Wolf's arms were around her waist. He bent over her from behind, and though she shouted at him, begged him to leave her alone, he wouldn't let go for anything. "We still have time, Minn. We can try again."
"No! You're insane! Let me go!"
He pinned her arms against her sides. "We've always been each other's, Minn, you know it! God damnit—stop fighting me! Stop!"
"I don't want you!"
"You're a queen here, Minn, a fucking queen! You can have another, all right? We can, you'll see! These are our people, Minn, and they'll treat you—"
"You're psychotic! Get off of me!"
But he was too strong, and her body didn't have the stamina, not after days of weakness, no food, hardly any water. She couldn't fight him any longer and was entirely at his mercy as he flipped her onto her back. The ring of stitches around the back of her head stung terribly, pulsed with pain; she saw stars again. And yet . . . if she could only access her wrist—
"You'll be a goddess here, Minn," Wolf panted over her, pressing her to the ground at her shoulders. "Out there, we couldn't be like this; it would've looked—"
"They hate men, here, Wolf," she said, more to detract from what she was trying to do, to keep her wits about her.
"I told you, they don't."
"These women just do things with each other!"
Wolf leaned down and put his hot mouth on her neck. "They do what they want, with whoever they want; they just know how to get rid of the evidence."
Minn was near screaming with frustration. She poured all her energy into her singular goal. The tie at her right wrist was almost free—if only he'd move away a little, put some space between them . . .
As if he'd heard her thoughts, Wolf drew back, abruptly. "Fuck these clothes," he grumbled, reaching down Minn's thigh and pulling up her dress. "They won't care; it's our first time, doing this."
But the moment he began to lower himself back onto her, Minn punched her freed knife upward, into the softness of his lower belly. He'd had no fear, no sense whatsoever that any such thing could happen, and so his body pressed upon the spike until it met her fingers at its handle. Wolf's delayed reaction was more terrible than any cry or fight would've been. The way he tensed, the fading shine in his eyes, the subtle quivering of his lower lip, all as if he were struggling to process what was happening, and beneath him, Minn's lungs were fit to burst with the breath she held, the understanding of what she'd done.

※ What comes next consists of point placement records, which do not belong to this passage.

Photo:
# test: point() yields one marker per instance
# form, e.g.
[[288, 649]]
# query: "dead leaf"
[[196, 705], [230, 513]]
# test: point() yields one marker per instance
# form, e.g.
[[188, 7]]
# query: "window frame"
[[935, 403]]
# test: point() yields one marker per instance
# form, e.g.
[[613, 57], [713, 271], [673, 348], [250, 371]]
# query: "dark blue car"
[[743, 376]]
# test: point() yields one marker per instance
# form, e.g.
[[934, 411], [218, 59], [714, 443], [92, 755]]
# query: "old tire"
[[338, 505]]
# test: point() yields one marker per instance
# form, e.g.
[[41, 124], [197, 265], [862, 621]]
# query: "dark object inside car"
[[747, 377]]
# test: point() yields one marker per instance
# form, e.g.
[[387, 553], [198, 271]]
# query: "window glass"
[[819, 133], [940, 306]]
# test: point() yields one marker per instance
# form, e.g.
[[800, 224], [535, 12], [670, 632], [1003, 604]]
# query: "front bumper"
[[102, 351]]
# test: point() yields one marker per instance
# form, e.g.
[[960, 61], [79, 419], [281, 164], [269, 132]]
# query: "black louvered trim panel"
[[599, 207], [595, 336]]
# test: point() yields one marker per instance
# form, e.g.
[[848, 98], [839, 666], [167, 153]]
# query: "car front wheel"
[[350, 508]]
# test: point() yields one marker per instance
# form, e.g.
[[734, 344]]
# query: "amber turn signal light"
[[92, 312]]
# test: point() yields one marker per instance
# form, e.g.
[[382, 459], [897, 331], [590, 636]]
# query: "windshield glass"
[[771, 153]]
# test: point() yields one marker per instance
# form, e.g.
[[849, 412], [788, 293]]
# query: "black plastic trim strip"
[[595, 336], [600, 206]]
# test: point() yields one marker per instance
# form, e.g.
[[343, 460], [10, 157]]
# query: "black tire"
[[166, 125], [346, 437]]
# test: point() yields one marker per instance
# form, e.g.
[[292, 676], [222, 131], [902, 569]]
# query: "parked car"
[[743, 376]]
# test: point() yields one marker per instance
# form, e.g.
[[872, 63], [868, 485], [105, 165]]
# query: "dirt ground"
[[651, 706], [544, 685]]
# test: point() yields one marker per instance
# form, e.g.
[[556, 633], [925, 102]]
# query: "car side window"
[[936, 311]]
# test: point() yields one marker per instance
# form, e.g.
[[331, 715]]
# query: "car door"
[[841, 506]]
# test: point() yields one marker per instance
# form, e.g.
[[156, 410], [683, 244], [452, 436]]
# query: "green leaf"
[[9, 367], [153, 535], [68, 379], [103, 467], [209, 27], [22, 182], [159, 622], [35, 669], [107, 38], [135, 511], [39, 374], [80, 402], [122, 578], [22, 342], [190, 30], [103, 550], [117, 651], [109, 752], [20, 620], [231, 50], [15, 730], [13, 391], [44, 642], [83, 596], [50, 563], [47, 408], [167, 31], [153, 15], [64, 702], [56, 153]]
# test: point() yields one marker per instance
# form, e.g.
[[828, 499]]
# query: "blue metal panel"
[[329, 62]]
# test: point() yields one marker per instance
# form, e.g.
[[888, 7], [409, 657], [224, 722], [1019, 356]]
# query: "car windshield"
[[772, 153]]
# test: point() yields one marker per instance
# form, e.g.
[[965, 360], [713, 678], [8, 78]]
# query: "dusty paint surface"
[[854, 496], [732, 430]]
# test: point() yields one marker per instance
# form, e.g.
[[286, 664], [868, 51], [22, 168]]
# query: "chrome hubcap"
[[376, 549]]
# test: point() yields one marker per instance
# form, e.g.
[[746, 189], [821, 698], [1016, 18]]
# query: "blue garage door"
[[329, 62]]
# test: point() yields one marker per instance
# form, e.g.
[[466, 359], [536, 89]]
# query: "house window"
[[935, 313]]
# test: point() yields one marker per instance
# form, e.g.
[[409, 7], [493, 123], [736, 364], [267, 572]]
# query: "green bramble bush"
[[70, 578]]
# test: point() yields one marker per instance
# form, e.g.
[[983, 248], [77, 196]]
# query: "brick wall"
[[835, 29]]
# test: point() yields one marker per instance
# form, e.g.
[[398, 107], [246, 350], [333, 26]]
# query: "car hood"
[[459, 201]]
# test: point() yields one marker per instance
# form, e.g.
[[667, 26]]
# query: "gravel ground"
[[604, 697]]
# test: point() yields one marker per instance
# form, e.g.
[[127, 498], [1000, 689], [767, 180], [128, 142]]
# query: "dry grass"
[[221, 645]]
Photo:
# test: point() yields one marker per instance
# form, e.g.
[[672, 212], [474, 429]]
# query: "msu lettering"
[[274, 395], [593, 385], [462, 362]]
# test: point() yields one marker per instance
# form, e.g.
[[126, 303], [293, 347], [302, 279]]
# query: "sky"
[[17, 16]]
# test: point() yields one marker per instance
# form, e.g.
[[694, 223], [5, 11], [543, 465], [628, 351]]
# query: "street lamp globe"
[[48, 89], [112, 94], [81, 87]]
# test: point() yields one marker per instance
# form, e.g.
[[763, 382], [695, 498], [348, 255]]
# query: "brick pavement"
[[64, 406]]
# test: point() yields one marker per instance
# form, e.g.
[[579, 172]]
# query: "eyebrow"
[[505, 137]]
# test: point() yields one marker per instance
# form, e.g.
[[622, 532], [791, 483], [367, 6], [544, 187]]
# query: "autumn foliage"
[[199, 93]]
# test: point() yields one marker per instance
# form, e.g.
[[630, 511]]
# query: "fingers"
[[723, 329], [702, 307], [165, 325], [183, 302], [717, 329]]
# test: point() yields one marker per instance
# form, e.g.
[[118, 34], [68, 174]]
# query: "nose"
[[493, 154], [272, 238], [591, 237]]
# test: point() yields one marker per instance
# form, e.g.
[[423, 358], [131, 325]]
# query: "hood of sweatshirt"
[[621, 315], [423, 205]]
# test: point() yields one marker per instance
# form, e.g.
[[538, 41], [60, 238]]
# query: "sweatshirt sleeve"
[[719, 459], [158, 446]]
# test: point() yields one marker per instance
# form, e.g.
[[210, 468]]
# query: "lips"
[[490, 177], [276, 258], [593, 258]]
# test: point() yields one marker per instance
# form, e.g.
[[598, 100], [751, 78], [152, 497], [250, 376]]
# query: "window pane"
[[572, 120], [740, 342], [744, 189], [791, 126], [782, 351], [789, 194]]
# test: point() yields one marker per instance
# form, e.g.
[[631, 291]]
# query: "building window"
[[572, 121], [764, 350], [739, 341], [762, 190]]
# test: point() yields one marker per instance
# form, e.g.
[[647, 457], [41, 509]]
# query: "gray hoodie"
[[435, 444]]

But she couldn't stop, not now. She had to get away, and so she put both hands around the slippery tool and forced it in deeper, tried to move it up toward her, to cut wider into his gut, but by that point, the severity of what she'd done had sunk into Wolf, and he growled some horrible mixture of words Minn couldn't make out before pulling away, rolling to the side and off the blade.
The second she was free, Minn took her only weapon, somehow managed to get to her feet, and hurried desperately toward the tower.